Interesting deep dive! Thank you for sharing that, definitely gave some insight into what’s expected. When you mentioned the deduping, I thought surely this was it and explains it all. However, I ran both as a query:

'{
"aggs": {
 "vector_counts": {
  "filters": {
   "filters": {
    "has_int8": {
     "exists": {
      "field": "image_vector_int8"
}},
    "has_bbq": {
     "exists": {
      "field": "image_vector_bbq"
}},
    "has_both": {
     "bool": {
      "must": [{"exists": {"field": "image_vector_int8"}},{"exists": {"field": "image_vector_bbq"}}]}}}}}}
}'

and got:

{"took":633,"timed_out":false,"_shards":{"total":1,"successful":1,"skipped":0,"failed":0},"hits":{"total":{"value":10000,"relation":"gte"},"max_score":null,"hits":},"aggregations":{"vector_counts":{"buckets":{"has_bbq":{"doc_count":10184491},"has_both":{"doc_count":10184491},"has_int8":{"doc_count":10184491}}}}}

I double checked an asset we intentionally skipped and those do not appear in the exists query. It seems they both have the same amount.

If it is worth anything, we do run our elasticsearch via the python dependency, if that makes a difference.

I will also note that adding 4GB of memory off-heap reduced the average time of the int8 query, even with it being as heavy & intense as it is, to like 1-3s rather than 8-10s.

It seems they both have the same amount.

Hmm yeah I'm not sure why you see so little for bbq_hnsw.
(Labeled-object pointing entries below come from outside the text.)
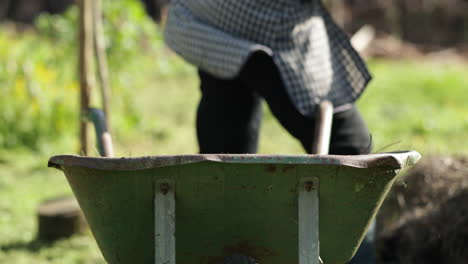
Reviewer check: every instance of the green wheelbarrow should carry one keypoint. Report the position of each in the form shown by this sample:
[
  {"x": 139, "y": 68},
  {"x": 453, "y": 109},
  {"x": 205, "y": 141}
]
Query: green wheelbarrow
[{"x": 201, "y": 209}]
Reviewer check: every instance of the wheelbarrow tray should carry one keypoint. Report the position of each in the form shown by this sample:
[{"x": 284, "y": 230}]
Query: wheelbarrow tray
[{"x": 228, "y": 204}]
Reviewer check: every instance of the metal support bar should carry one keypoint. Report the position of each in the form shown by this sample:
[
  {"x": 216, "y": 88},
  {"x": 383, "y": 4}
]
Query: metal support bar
[
  {"x": 309, "y": 221},
  {"x": 164, "y": 218}
]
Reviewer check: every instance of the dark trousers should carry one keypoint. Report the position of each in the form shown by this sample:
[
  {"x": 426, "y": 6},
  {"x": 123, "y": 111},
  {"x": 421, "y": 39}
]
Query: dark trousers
[{"x": 230, "y": 113}]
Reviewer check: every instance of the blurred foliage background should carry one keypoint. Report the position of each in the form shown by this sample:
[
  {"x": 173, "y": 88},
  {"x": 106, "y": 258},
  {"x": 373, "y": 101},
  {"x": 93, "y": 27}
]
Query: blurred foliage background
[{"x": 411, "y": 104}]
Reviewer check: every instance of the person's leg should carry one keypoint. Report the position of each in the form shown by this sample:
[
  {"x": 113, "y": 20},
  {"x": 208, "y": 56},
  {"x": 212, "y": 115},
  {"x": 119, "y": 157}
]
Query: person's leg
[
  {"x": 350, "y": 135},
  {"x": 261, "y": 74},
  {"x": 228, "y": 116}
]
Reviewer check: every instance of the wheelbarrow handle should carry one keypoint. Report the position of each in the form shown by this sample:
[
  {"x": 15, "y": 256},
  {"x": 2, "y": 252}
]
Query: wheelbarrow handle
[{"x": 322, "y": 135}]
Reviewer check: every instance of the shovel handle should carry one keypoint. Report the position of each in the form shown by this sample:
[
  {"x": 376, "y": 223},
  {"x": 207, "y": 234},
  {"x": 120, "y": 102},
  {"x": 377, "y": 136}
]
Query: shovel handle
[{"x": 322, "y": 135}]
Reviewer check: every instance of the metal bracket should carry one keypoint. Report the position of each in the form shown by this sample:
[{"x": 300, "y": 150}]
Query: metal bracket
[
  {"x": 164, "y": 220},
  {"x": 309, "y": 221}
]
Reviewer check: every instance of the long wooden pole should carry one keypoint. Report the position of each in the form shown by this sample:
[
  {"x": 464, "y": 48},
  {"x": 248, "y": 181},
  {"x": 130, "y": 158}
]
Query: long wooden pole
[
  {"x": 101, "y": 58},
  {"x": 86, "y": 54}
]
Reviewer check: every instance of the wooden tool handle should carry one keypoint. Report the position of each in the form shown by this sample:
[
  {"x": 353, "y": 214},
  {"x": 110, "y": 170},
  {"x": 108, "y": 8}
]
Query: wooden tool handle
[{"x": 324, "y": 120}]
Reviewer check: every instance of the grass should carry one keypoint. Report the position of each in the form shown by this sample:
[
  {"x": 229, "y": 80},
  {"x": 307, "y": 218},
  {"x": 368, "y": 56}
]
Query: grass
[{"x": 409, "y": 105}]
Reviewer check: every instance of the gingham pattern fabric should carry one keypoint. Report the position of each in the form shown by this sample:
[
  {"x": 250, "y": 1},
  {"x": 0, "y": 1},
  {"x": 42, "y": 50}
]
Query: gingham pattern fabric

The disk_usage api is focused on the disk space which of course is not an exact corollary with memory usage but should be close. If I get some time here I'll see if there's a bug there with that api.

I will also note that adding 4GB of memory off-heap reduced the average time of the int8 query, even with it being as heavy & intense as it is, to like 1-3s rather than 8-10s.

Nice. I'm glad that helped. Let me know if I can help moreso or feel free to drop other notes or thoughts here too. I'd be curious how your evaluations pan out for you. HNSW is pretty picky about having enough memory. The upcoming bbq_disk algo should be a lot easier to deal with in terms of memory usage.